Elektronovellen

Elektronovellen: Marcus Hammerschmitt, Pension Barbara

Zur Frage recherchierend, was denn der geschätzte Marcus Hammerschmitt wohl so macht, stieß ich unlängst auf seine jüngste Erzählung „Pension Barbara, deren Setting in einem Dorf mit einer seltsamen Geburtsklinik und alten Nazis eine subtil beklemmende Stimmung erzeugt, und den Verlag Das Beben, der sowas ausschließlich als E-Book veröffentlicht. Was soll ich sagen – ich musste sofort mehr lesen, etwa die ziemlich eklige, aber überraschend witzige Horror-Splatter-Zombie-Porno-Geschichte „Alles kaputtschlagen“ von Georg Kammerer, und, für mich die Entdeckung des Jahres, „ein totes im see’bolo“ von Gecko Neumcke, ein mitreißender Krimi, der in einer Gesellschaft spielt, in der die kapitalistische Weltordnung überwunden ist. Diese Gesellschaft ist nicht ohne Probleme, aber im Großen und Ganzen ist man entspannt und glücklich und wirklich frei: ohne Geld und ohne Profitwirtschaft. Eine positive Utopie, die nicht peinlich ist, die nicht missionierend oder mit altlinkem Pathos daherkommt, und die einem auch nicht im Oberlehrer-Style einzutrichtern versucht wird. Und nach der Lektüre bleibt ein Nachhall: es könnte so einfach sein…
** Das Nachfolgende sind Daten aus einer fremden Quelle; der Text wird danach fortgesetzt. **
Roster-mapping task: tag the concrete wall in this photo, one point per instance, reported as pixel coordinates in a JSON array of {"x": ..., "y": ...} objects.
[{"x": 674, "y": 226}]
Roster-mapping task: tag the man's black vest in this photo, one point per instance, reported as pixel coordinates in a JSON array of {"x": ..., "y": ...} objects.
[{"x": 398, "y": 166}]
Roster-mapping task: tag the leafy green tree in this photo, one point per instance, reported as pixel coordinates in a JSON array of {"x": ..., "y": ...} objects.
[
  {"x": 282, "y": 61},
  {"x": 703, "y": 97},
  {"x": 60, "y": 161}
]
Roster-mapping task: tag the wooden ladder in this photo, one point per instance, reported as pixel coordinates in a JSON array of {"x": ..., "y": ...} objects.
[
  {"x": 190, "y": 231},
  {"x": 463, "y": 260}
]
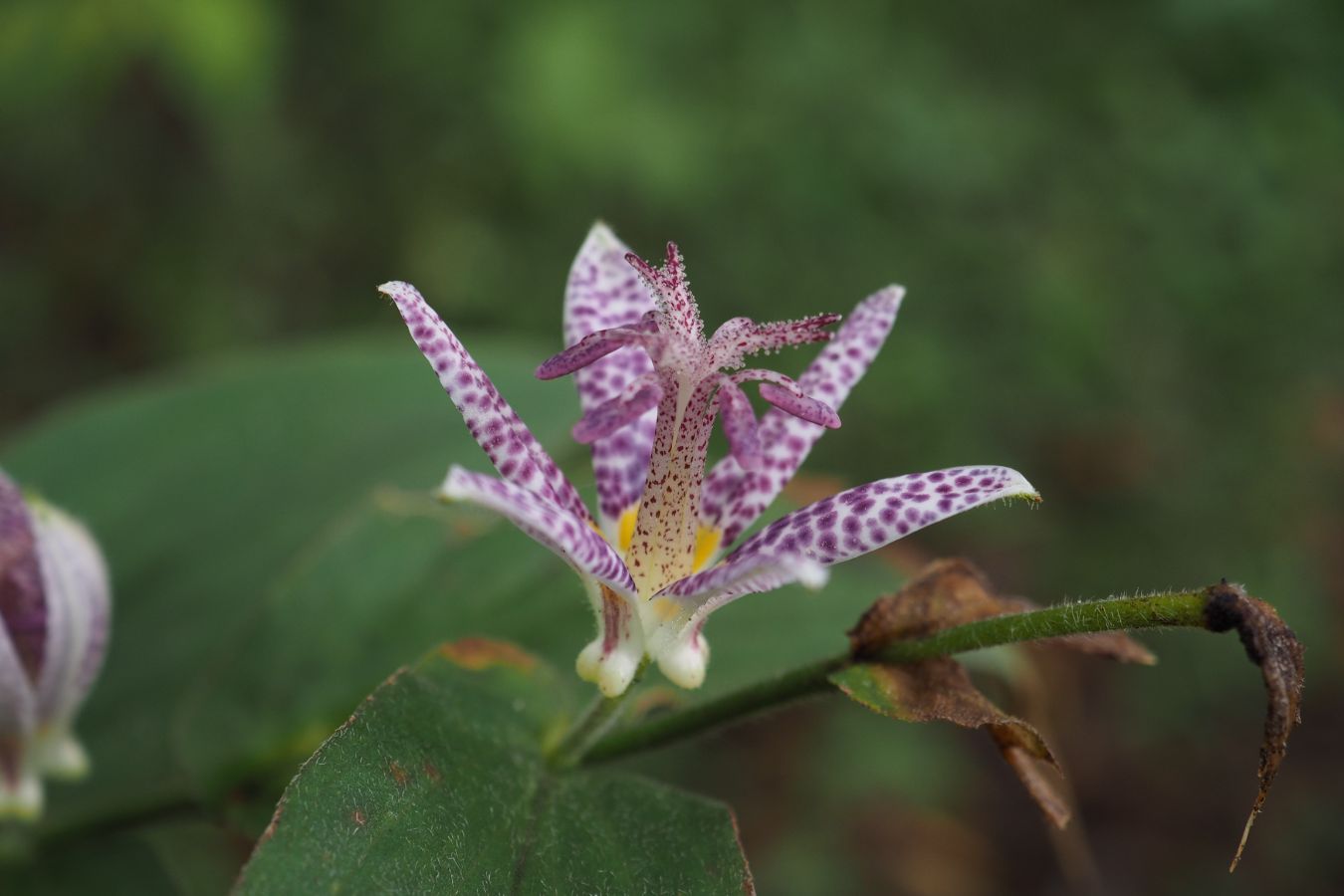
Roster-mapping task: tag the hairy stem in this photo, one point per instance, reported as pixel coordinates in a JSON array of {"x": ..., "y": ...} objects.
[
  {"x": 1172, "y": 608},
  {"x": 588, "y": 727}
]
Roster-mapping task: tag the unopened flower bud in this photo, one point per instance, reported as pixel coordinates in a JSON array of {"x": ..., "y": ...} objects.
[{"x": 54, "y": 617}]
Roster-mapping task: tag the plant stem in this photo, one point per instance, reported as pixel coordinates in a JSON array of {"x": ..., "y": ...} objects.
[
  {"x": 1172, "y": 608},
  {"x": 595, "y": 722}
]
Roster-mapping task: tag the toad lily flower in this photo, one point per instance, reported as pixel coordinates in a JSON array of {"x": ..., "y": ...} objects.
[
  {"x": 54, "y": 608},
  {"x": 651, "y": 384}
]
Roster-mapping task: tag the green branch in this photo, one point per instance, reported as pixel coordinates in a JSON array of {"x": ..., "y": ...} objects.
[{"x": 1172, "y": 608}]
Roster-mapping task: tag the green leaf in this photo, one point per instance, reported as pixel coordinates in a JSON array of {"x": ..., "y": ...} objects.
[
  {"x": 207, "y": 491},
  {"x": 276, "y": 553},
  {"x": 438, "y": 784},
  {"x": 169, "y": 857}
]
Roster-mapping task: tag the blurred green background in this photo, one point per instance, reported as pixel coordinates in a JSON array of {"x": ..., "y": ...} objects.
[{"x": 1120, "y": 229}]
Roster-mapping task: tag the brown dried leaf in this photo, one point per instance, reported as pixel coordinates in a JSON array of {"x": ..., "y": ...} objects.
[
  {"x": 955, "y": 591},
  {"x": 1271, "y": 646},
  {"x": 941, "y": 691}
]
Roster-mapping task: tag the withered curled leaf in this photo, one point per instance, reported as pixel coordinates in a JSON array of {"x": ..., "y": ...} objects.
[
  {"x": 941, "y": 691},
  {"x": 953, "y": 591},
  {"x": 1271, "y": 646}
]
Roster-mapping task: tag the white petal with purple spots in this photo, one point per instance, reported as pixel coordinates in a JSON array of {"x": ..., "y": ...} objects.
[
  {"x": 492, "y": 422},
  {"x": 847, "y": 526},
  {"x": 733, "y": 497},
  {"x": 568, "y": 537}
]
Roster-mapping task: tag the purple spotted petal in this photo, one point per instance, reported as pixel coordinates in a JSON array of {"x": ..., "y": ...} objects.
[
  {"x": 568, "y": 537},
  {"x": 23, "y": 607},
  {"x": 849, "y": 524},
  {"x": 733, "y": 497},
  {"x": 605, "y": 293},
  {"x": 633, "y": 402},
  {"x": 740, "y": 425},
  {"x": 80, "y": 600},
  {"x": 510, "y": 445}
]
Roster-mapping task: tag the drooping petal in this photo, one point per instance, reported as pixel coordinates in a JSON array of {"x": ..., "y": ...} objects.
[
  {"x": 682, "y": 614},
  {"x": 845, "y": 526},
  {"x": 741, "y": 336},
  {"x": 603, "y": 293},
  {"x": 733, "y": 497},
  {"x": 80, "y": 596},
  {"x": 20, "y": 792},
  {"x": 672, "y": 293},
  {"x": 552, "y": 526},
  {"x": 740, "y": 425},
  {"x": 494, "y": 423},
  {"x": 634, "y": 400},
  {"x": 23, "y": 604}
]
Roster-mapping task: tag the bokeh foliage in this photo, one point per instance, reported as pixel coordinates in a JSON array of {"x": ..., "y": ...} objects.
[{"x": 1118, "y": 226}]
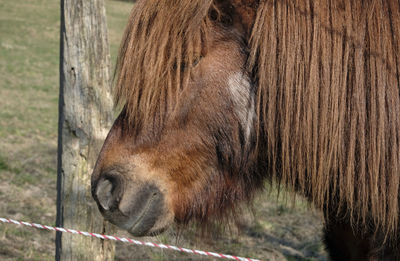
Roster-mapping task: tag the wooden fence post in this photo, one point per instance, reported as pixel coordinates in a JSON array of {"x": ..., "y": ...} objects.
[{"x": 85, "y": 116}]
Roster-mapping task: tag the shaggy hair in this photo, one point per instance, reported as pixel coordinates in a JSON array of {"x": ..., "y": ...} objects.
[{"x": 328, "y": 91}]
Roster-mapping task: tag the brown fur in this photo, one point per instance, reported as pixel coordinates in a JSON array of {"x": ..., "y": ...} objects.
[{"x": 328, "y": 95}]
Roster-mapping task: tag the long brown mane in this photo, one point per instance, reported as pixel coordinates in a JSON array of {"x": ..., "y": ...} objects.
[{"x": 328, "y": 97}]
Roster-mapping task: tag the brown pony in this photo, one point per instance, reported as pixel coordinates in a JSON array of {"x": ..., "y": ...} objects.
[{"x": 218, "y": 96}]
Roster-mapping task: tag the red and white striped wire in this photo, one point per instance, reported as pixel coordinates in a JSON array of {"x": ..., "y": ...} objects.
[{"x": 127, "y": 240}]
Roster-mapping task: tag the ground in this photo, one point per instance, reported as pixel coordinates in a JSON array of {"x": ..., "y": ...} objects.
[{"x": 29, "y": 56}]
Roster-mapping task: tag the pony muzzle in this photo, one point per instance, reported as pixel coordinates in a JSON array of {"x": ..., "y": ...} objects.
[{"x": 138, "y": 207}]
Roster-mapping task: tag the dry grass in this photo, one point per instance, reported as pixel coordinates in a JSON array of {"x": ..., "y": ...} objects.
[{"x": 29, "y": 53}]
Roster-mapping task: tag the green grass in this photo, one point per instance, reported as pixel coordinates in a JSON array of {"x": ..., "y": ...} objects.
[{"x": 29, "y": 86}]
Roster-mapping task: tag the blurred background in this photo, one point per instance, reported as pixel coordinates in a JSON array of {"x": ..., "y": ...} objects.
[{"x": 29, "y": 83}]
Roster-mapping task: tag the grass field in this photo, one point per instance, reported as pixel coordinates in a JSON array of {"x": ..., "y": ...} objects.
[{"x": 29, "y": 56}]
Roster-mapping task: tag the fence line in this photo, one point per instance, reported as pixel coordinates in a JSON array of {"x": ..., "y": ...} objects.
[{"x": 127, "y": 240}]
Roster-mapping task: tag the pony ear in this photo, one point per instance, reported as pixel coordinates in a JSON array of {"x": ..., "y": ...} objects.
[{"x": 241, "y": 12}]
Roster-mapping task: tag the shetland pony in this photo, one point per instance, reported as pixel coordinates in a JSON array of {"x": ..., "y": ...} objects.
[{"x": 219, "y": 96}]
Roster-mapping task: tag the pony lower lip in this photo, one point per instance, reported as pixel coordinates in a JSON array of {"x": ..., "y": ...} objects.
[{"x": 136, "y": 223}]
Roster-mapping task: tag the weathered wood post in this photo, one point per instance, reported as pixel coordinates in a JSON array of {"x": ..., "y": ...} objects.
[{"x": 85, "y": 115}]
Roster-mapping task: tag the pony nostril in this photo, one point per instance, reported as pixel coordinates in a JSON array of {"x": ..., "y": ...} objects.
[{"x": 105, "y": 193}]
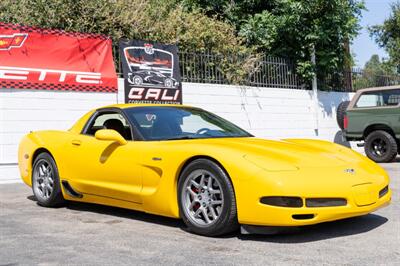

Dem jungen Elektroverlag gelingt es durch den Verzicht auf die aufwändig zu produzierende gedruckte Form, höchst Lesenswertes unter die Leute zu bringen, das im normalen Verlagsbetrieb kaum eine Veröffentlichungschance hätte, und ich wünsche ihm und mir, dass er dabei nachhaltigen Erfolg hat.